In the second picture I show the basics of making the gold blank. You can use different colors. This is made with Premo pearl clays (Pearl and Gold). The clay contains mica particles that add the depth to the blank. I roll out (using the pasta machine) medium sheets of clay. Using a tissue blade (long razor blade) I chop the sheets into small pieces. There is no science to this. I have also used a small food processor that I keep for clay. Once everything is chopped you have (2) options. Option one is to roll the clay back together.

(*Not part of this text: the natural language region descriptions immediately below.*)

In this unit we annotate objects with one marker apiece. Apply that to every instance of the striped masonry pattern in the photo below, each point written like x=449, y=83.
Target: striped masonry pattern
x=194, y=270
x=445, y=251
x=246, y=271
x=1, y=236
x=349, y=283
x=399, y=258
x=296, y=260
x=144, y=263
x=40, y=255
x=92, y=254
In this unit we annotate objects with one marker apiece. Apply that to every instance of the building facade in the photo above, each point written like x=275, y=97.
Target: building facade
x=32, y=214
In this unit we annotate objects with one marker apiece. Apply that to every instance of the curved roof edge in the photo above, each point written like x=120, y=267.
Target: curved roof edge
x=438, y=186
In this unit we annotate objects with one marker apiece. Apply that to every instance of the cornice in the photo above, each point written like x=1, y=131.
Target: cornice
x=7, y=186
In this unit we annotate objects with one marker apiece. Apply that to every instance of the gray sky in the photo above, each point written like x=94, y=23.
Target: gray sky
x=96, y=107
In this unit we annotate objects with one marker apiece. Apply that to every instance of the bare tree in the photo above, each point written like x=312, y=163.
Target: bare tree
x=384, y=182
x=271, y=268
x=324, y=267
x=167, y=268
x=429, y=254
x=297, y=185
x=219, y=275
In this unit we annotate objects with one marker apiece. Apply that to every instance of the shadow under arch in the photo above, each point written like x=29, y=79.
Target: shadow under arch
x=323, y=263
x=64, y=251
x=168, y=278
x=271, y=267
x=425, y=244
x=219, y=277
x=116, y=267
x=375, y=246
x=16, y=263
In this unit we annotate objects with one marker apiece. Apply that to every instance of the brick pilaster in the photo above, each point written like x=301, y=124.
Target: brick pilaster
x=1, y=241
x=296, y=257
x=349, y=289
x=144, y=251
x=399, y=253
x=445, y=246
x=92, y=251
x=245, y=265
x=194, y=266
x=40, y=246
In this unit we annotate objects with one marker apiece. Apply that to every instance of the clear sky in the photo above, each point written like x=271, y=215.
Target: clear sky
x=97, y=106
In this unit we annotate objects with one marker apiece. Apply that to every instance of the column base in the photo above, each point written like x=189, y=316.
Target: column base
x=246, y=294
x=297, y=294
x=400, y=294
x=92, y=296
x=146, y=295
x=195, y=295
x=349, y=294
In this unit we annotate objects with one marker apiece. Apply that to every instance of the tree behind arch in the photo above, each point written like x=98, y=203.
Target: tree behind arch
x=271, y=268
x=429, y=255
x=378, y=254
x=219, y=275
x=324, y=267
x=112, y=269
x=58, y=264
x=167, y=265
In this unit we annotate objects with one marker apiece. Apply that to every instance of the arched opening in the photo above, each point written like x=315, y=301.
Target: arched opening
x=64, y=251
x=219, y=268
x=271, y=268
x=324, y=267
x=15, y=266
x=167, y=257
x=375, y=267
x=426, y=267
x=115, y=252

Wrap the tube with a thin layer of pearl and then using the tissue blade make thin slices of the combined clays to laminate the covered tube. Roll the tube on a flat surface and it will smooth the blank. The second option is to roll the tube directly on the chopped clay. Once you get good coverage roll the tube on a flat surface to blend everything together. Both yield great results and hide all seams. It may sound simple and that’s because it is. Fire the tube in the oven at 275F for about 30 minutes or so (depending on thickness), turn to size, and finish.

To be continued……


----------



## Jmhoff10500 (Jan 7, 2010)

I was confused about the whole concept before, but this clears it right up! Thanks!


----------



## Jim15 (Jan 7, 2010)

Thanks for showing this process Keith, the blanks are awesome.


----------



## rjwolfe3 (Jan 7, 2010)

Man I have got to try some of that.


----------



## khogan16 (Jan 10, 2010)

if turning wasn't bad enough, Now I have to try this, oh yeah there's that whole acrylic thing and I have a new jigsaw that I got for christmas.......... Now if I could only add three more hours to the days I could fit all of this in.


----------



## jleiwig (Jan 10, 2010)

I've got 7 different blocks here staring at me on the desk.  Can you work them in a colder shop?  

It's probably around 50 in my shop right now, so I was going to wait until it warms up some, but if I can do it now, I may try it this week for a sierra pen.  I bought some silver metallic and some other colors that I want to try to do a damascus pen blank with.


----------



## Texatdurango (Jan 10, 2010)

jleiwig said:


> I've got 7 different blocks here staring at me on the desk. Can you work them in a colder shop?
> 
> It's probably around 50 in my shop right now, so I was going to wait until it warms up some, but if I can do it now, I may try it this week for a sierra pen. I bought some silver metallic and some other colors that I want to try to do a damascus pen blank with.


 
Bring it inside!  I was showing my wife the pasta machine and started playing around with it, the next thing you know I was kneading clay and running it through the machine.  I didn't notice any odor whatsoever so see nothing wrong with taking over a table somewhere.  Who knows, perhaps your sweetie will take an interest and when that happens, it's Katie bar the door 'cause you'll have a green light for supplies for a quite a while!


----------



## creativewriting (Jan 10, 2010)

I'm with George. I have (2) seperate work spaces. Most of my clay work takes place in our office/shop/play room. My wife hangs out on the couch and I play with clay in between commercials or if I don't like what she is watching. There really is no odor to be worried about and the cold temperatures will make it hard to warm the clay up. It can be done, but it will take a little extra kneading. You won't have to worry about all the dust either if you are indoors.

George has your wife found the polymer clay jewelry websites yet.  If she does you better stock up!

Have fun!


----------



## nava1uni (Jan 11, 2010)

I also do clay work inside the house.  I keep the toaster oven in the garage and cook it there to avoid fumes inside the house.  It is much easier to use when the temperature is warmer.


----------